Joe stood there dumfounded and managed to stammer, “Well, ah, one”. Sitting in the front seat in his car in the parking lot Joe examined the whatchmacallit (which is what he wanted to do in the first place). It wasn’t what Joe had thought it might be. But since Joe had asked for the product by name and accepted the Assumption Close, he felt stuck with it, reluctant to take it back. Joe went home with a whatchmacallit he didn’t want.
The Assumption Close will work in any business. There is nothing to remember, just set about your business as if the sale was already made. By “assuming” the customer is going to buy it, your questions are all after the fact. Not “Can we deliver it?” but, “What time do you want it delivered?”

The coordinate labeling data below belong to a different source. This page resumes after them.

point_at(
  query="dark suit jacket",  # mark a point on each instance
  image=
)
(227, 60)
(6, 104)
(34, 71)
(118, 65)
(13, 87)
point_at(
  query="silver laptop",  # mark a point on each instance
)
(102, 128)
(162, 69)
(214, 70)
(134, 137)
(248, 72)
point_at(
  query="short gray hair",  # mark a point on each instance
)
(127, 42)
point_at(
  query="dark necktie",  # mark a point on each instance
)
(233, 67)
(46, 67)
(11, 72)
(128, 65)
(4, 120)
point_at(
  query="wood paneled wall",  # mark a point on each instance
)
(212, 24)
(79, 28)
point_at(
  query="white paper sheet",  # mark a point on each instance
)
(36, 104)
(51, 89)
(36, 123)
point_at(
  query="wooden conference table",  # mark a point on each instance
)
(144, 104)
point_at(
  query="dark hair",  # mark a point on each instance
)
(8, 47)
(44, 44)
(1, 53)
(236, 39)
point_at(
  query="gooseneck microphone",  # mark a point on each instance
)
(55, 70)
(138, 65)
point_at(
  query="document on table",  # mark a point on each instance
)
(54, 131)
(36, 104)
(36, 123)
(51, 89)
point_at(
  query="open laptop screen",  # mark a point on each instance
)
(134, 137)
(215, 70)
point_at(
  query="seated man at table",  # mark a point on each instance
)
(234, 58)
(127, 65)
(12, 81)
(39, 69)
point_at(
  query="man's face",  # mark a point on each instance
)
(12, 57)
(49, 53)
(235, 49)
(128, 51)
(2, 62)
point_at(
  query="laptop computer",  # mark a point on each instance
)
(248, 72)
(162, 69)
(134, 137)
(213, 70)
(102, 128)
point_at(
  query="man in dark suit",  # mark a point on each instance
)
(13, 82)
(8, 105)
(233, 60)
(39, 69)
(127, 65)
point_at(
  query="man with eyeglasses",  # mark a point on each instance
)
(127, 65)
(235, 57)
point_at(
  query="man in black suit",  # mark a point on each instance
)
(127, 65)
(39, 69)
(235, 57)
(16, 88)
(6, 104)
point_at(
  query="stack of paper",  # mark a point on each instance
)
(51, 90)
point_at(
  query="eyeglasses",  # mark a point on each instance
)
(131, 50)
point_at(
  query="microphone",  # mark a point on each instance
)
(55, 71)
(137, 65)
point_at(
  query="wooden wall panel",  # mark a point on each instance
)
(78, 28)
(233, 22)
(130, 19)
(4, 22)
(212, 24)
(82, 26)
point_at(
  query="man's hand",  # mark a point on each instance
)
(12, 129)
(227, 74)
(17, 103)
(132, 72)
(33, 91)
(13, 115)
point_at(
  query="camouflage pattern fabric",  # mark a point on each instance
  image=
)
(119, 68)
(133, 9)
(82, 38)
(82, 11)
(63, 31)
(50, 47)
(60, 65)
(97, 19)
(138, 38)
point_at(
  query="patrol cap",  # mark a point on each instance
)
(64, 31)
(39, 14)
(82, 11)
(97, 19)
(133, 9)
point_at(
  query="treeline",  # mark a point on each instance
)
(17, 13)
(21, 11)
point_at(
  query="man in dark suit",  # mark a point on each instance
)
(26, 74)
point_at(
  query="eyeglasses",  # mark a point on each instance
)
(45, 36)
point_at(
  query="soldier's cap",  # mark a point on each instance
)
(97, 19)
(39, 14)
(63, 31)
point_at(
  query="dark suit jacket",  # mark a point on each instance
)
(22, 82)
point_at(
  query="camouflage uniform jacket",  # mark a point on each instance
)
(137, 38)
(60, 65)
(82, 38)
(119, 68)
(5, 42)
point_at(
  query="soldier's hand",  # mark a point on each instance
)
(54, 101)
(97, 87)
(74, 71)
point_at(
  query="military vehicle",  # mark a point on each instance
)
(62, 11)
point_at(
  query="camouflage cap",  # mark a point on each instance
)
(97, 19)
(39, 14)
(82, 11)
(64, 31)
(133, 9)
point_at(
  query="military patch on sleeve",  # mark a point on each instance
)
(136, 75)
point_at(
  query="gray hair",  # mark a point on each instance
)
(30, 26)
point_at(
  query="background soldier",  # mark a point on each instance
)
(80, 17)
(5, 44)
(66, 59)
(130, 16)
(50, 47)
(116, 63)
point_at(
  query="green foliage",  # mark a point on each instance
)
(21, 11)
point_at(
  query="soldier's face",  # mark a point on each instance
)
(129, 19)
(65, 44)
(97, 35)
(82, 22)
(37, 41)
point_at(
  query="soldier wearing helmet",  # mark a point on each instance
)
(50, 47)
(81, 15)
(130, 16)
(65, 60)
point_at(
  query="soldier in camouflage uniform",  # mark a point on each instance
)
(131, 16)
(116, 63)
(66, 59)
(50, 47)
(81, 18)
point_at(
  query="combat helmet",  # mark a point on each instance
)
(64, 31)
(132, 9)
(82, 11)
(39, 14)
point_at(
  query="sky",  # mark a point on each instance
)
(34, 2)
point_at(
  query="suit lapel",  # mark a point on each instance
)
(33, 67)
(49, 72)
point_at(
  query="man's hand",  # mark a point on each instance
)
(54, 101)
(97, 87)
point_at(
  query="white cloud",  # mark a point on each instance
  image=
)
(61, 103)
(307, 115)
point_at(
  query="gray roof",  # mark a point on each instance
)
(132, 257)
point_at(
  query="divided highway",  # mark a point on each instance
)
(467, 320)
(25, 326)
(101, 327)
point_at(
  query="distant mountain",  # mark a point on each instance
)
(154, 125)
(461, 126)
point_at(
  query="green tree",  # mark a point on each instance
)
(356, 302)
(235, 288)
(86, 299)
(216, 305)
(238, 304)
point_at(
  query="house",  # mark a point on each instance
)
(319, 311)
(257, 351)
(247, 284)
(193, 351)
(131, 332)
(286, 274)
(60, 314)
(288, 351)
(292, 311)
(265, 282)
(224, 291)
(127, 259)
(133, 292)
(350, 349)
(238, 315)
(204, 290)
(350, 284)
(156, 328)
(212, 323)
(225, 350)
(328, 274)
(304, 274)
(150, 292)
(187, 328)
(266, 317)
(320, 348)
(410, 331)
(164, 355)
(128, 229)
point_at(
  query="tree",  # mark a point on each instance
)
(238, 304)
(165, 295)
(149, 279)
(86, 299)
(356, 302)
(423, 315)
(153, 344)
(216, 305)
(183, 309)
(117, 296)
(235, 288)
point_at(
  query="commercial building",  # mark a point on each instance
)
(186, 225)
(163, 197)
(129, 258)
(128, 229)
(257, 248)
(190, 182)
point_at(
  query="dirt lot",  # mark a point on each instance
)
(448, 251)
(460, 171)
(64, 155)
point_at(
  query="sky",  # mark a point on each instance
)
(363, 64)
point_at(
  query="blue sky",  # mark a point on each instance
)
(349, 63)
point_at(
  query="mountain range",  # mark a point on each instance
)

Funny thing, the assumption flows right to the customer, removing that part of the sale where the customer might be able to say no. With the Assumption Close, the customer has to “back out of the deal”, not say “no”. Backing out is a whole lot harder.
Newspaper and yellow pages ad people use it everyday. They walk in with no doubt whatsoever that the prospect is going to advertise. The only questions are how much and when. Their “technique” is simply to announce their presence and ask “Gotchayur ad ready yet?”
In many small businesses, Daddy got the store from Granddaddy and Sonny continues the tradition. The advertising people have been coming in for three generations; even Sonny assumes the they are “entitled” to his business.
The magic of the Assumption Close is so strong it transcends the selling process, eliminating most of it. It is safe to conclude every person reading this article has fallen prey to a skillful use of the Assumption Close. Maybe at the hardware store, maybe for a Yellow Pages ad. Provided the product is beneficial, there was no backlash.
The Assumption Close is just another tool in the sales arsenal that you should know and practice.
Who knows, maybe Mickey Dees will adopt it, too, and instead of asking “You want fries with dat?” they might proclaim, “You want your fries super size or regular?”